Thursday, April 1, 2010

Are they coming with you?

Far and away, the biggest headache of moving a lab is the prospect of moving every lab member - or at least finding homes for those who wish to stay behind. I want each student to land on their feet whether they come with me or not.

My post-docs look as if they are coming, which pleases me greatly. They will be invaluable in setting up the new lab. My graduate students have been much more reluctant. I am leaving a prestigious university (that is lowly ranked in my discipline) for a less prestigious university (that is much more highly ranked in my discipline). My graduate students value the name of the prestigious university and want to receive degrees from there, and I respect that. But for my first year student, I just couldn't make it work out. She will be switching advisers, and she is perfectly fine with that. I have no doubt she will excel in another group. My second year graduate student wants to move with us, but earn a degree from prestigious university.
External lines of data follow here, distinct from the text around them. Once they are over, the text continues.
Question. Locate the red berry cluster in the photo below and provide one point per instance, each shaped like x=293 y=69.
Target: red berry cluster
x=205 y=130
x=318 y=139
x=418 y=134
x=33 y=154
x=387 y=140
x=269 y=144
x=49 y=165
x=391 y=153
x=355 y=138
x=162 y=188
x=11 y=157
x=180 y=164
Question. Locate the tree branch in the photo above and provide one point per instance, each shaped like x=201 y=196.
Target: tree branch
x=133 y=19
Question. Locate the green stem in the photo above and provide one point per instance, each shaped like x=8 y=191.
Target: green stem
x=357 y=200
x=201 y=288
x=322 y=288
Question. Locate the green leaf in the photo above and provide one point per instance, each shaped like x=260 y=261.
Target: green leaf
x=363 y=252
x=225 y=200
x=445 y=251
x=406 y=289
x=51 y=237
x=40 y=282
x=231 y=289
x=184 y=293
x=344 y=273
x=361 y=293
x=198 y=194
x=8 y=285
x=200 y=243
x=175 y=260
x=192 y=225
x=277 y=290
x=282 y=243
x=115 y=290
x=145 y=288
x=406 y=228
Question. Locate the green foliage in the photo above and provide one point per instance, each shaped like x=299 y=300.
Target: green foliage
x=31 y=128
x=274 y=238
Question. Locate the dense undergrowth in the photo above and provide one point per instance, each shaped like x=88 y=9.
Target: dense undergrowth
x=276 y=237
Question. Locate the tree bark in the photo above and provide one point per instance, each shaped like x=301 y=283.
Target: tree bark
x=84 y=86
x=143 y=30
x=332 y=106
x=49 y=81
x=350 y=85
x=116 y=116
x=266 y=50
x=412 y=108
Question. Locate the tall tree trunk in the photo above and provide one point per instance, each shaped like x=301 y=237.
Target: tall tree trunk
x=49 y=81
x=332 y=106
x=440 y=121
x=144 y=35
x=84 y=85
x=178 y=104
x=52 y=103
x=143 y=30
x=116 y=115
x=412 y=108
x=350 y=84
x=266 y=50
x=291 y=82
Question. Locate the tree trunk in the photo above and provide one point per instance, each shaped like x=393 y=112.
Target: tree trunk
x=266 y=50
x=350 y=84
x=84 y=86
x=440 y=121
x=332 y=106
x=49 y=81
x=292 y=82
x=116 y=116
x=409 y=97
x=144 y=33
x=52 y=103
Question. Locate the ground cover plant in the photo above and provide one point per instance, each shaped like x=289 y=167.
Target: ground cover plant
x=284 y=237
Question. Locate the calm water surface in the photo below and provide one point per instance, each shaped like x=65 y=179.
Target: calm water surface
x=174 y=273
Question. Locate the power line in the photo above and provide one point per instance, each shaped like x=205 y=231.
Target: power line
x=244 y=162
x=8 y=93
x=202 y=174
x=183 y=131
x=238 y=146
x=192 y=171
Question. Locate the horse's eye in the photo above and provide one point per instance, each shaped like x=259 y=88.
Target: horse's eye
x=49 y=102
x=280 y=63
We can make it work, but OMG, what a friggin headache. I spend about 50% of my day on the phone with Deans, writing emails to admins, coordinating between the two universities - all because my student wants his degree from PU. One faculty member asked me if the student was worth all of the effort. So is he? But I have a grant he is working on, and the project would die without him. So yeah, he is worth it. We don't always see eye to eye, sometimes I'm frustrated with him, but I need him. And he needs me. We'll make it work out, but man o man, I can see why there are deans for seemingly useless offices. For crap like this, the Dean makes a call, and then it magically works.

1 comment:

Genomic Repairman said...

I have friends that are going through this right now. And its not pretty on the grad student end either. Tuition bills didn't get paid, they were in between stipends for like two months. It is just a giant pain in the neck. Good luck.